The CHRO should use that moment carefully. Listening sessions, leadership interviews, data reviews, and informal conversations can reveal where culture supports strategy and where it works against it. The strongest cultural diagnosis is practical, and it helps identify which behaviours help performance and which habits slow the organisation down.

Review People Data Before Making Promises

A new CHRO will often receive a long list of concerns. Turnover is too high, hiring takes too long, engagement has fallen, managers need training, rewards feel uneven, or diversity progress has stalled.

The temptation is to respond quickly, but the better approach is to test the data first.

CIPD’s people analytics guidance notes that analytics can support better decisions by revealing patterns in people policies, workforce behaviour, and organisational outcomes. It also warns that advanced tools only create value when the insight is useful.
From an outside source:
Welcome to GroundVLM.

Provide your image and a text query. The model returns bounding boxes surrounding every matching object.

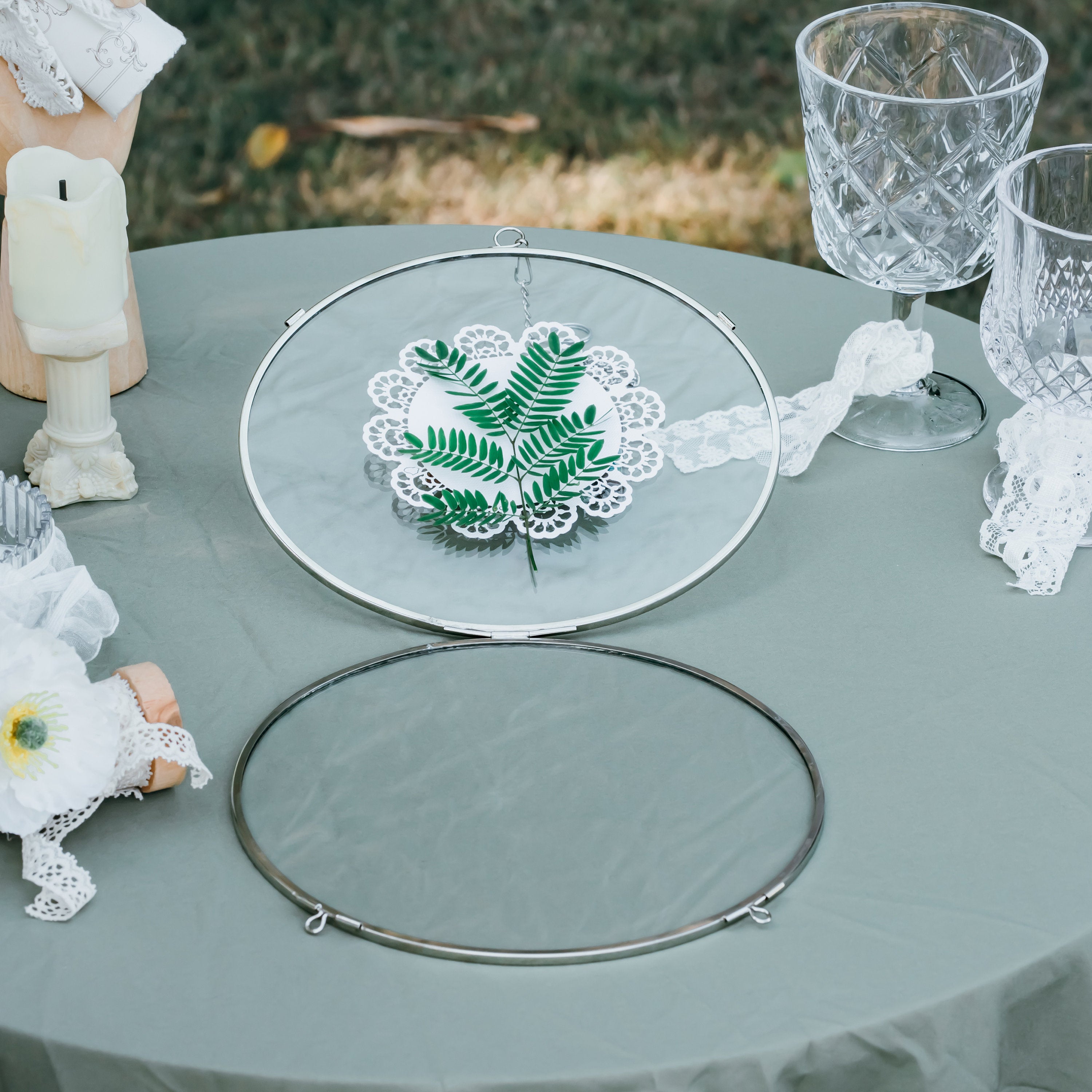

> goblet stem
[891,292,925,395]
In the first 90 days, the CHRO should check which data is reliable, which gaps exist, and which measures matter most. Useful areas include attrition, absence, hiring time, internal mobility, leadership diversity, employee relations, capability gaps, and workforce cost.
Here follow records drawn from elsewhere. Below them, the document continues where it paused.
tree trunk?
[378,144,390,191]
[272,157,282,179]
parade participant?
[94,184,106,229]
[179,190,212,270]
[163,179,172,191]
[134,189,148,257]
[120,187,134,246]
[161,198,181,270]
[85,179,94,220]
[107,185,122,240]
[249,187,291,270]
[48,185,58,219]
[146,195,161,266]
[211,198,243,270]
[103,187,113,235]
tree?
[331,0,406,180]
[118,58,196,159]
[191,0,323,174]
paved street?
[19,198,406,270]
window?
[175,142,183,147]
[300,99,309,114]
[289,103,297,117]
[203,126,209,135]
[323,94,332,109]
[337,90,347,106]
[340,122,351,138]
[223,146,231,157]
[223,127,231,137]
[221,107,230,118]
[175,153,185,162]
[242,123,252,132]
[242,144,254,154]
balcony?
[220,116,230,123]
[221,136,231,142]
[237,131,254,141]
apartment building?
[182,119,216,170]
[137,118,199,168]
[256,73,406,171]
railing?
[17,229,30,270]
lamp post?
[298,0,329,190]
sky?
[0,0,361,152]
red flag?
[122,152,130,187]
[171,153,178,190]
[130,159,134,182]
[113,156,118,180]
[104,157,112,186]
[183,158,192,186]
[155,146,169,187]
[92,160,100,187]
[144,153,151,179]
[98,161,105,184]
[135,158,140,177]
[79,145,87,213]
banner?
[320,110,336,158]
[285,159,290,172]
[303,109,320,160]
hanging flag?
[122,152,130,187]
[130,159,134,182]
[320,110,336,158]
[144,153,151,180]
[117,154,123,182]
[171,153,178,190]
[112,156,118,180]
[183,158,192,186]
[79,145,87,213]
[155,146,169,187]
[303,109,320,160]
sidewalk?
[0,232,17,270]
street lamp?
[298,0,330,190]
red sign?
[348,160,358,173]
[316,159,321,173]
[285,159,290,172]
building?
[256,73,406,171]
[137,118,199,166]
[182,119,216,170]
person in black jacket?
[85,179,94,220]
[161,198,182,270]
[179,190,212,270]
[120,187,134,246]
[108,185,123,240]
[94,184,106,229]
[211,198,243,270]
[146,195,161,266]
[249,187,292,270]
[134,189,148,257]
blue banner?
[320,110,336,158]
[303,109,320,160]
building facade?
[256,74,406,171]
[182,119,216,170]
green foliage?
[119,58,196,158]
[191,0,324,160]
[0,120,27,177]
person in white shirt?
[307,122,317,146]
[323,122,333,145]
This doesn’t require a huge analytics project and can be as simple as a practical dashboard that helps leaders see where action is needed.

Identify the Workforce Risks the Board Needs to See

A new CHRO should quickly understand the people risks that could affect business performance. These may include skills shortages, weak succession pipelines, leadership gaps, employment law exposure, low morale, reward pressure, or poor workforce planning.

The CHRO should translate people issues into business language. For example, a shortage of project leaders isn’t only an HR issue, and it may delay transformation. Poor succession planning isn’t only a talent issue, and it may increase operational risk.

This is where the CHRO can add board-level value early. They can help senior leaders see which people risks need attention before they become more expensive.

Assess Whether HR Is Set Up to Deliver

The people function must have the right structure, capability, and credibility to support the business. A new CHRO should review this carefully before changing too much.

HR operating models are changing as people teams respond to technology, employee expectations, and business complexity. The question isn’t which model looks modern, but whether the function can deliver what the organisation needs. 

The review should cover service quality, business partnering, systems, data, employee relations, talent acquisition, learning, reward, and internal capability. It should also examine how HR is viewed across the organisation. If leaders see HR only as an administrative function, the CHRO needs to rebuild trust through useful insight and reliable delivery.

Choose a Small Number of Early Priorities

The first 90 days should lead to a clear set of priorities. Not ten or twenty but a small number that matters. 

These priorities should connect directly to business needs. They might include improving leadership capability, tightening succession planning, reducing unwanted attrition, strengthening workforce planning, improving manager confidence, or modernising the HR operating model. A new CHRO who tries to fix everything at once will dilute impact. A focused agenda builds confidence and creates momentum. 

Early priorities should also include visible actions. People need to see that listening has led somewhere. The actions don’t need to be dramatic, only relevant, practical, and credible.

Novo’s Perspective

The first 90 days for a CHRO aren’t about proving expertise through activity but building a clear view of the organisation and earning the right to lead change. The best CHROs start with the business, assess leadership honestly, listen carefully, and use data to separate noise from risk. They avoid rushing into large programmes before they understand what the organisation truly needs.

At Novo Executive, we believe the appointment of a CHRO should be viewed as a strategic leadership decision. The right person can strengthen workforce planning, improve leadership capability, and help the organisation make better people decisions. In a market where talent, cost, and culture all carry commercial weight, the CHRO’s first 90 days can set the standard for how people strategy supports business performance.